- Lenildo Ferreira
- Direto de Campina Grande
A tradição católica comemora o Dia de São Pedro, que é considerado o padroeiro dos pescadores e primeiro papa da igreja, a cada 29 de junho. Em homenagem ao santo, que é festejado nas celebrações juninas juntamente com Santo Antônio e São João, fogueiras são acesas e "barqueatas" - procissões no mar - são promovidas. No entanto, São Paulo, que também é celebrado no dia 29 de junho, acabou ficando de fora das festas do mês.
Infográfico: Alesado, gabiru, marretar: conheça o dicionário do nordestinês
Segundo a tradição católica, a coincidência das datas não é por acaso, mas sim porque Pedro e Paulo teriam sido julgados e condenados à morte no mesmo dia.
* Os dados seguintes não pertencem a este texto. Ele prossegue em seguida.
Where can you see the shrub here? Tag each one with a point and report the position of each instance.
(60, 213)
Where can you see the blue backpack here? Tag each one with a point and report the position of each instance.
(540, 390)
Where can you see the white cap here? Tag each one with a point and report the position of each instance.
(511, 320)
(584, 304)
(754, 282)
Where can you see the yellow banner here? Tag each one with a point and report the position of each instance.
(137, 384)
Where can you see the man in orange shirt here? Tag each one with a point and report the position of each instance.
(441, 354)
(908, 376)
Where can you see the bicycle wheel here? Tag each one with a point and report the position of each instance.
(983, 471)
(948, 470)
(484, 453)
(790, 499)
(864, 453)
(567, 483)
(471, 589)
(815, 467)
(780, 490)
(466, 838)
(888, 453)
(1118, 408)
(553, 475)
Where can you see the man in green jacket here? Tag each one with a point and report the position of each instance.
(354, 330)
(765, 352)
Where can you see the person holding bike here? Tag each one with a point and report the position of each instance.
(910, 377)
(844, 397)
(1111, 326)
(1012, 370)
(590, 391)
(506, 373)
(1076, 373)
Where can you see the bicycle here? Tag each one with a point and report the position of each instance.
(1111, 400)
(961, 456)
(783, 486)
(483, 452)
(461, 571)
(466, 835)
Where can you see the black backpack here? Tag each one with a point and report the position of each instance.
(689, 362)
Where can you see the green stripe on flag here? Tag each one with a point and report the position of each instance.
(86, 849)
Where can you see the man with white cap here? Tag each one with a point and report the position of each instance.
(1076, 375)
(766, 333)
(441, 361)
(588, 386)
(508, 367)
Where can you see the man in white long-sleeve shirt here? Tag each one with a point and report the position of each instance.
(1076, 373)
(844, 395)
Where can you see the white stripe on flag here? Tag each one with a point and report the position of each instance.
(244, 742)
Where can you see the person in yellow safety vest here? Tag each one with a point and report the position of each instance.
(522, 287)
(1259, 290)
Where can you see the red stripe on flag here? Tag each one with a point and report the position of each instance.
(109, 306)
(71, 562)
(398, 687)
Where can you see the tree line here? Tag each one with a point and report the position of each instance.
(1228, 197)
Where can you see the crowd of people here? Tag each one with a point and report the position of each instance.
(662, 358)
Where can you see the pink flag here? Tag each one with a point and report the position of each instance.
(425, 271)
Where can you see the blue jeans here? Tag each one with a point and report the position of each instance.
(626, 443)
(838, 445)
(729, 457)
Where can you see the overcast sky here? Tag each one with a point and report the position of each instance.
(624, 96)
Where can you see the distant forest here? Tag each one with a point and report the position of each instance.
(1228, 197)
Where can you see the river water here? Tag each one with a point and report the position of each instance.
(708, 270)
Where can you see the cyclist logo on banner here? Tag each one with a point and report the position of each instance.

Contudo, não há é uma explicação definitiva sobre as razões que fizeram com que São Paulo acabasse ficando esquecido nos festejos juninos.
No Nordeste, há algumas décadas, era comum que duas fogueiras fossem acesas no dia 29 de junho, mas o hábito acabou praticamente perdido, restrito a poucos registros na zona rural.
Apesar disso, o padre Desenilton, reitor do Seminário Diocesano de Campina Grande, destaca a importância de Paulo. "Se nós somos cristãos hoje devemos a São Paulo. Os outros apóstolos tinham a visão do cristianismo como algo restrito aos judeus. Paulo, porém, abriu para o paganismo. No dia 29 é bom lembrarmos dele, que acaba um pouco encoberto pela grande popularidade de Pedro", afirmou o religioso ao Terra.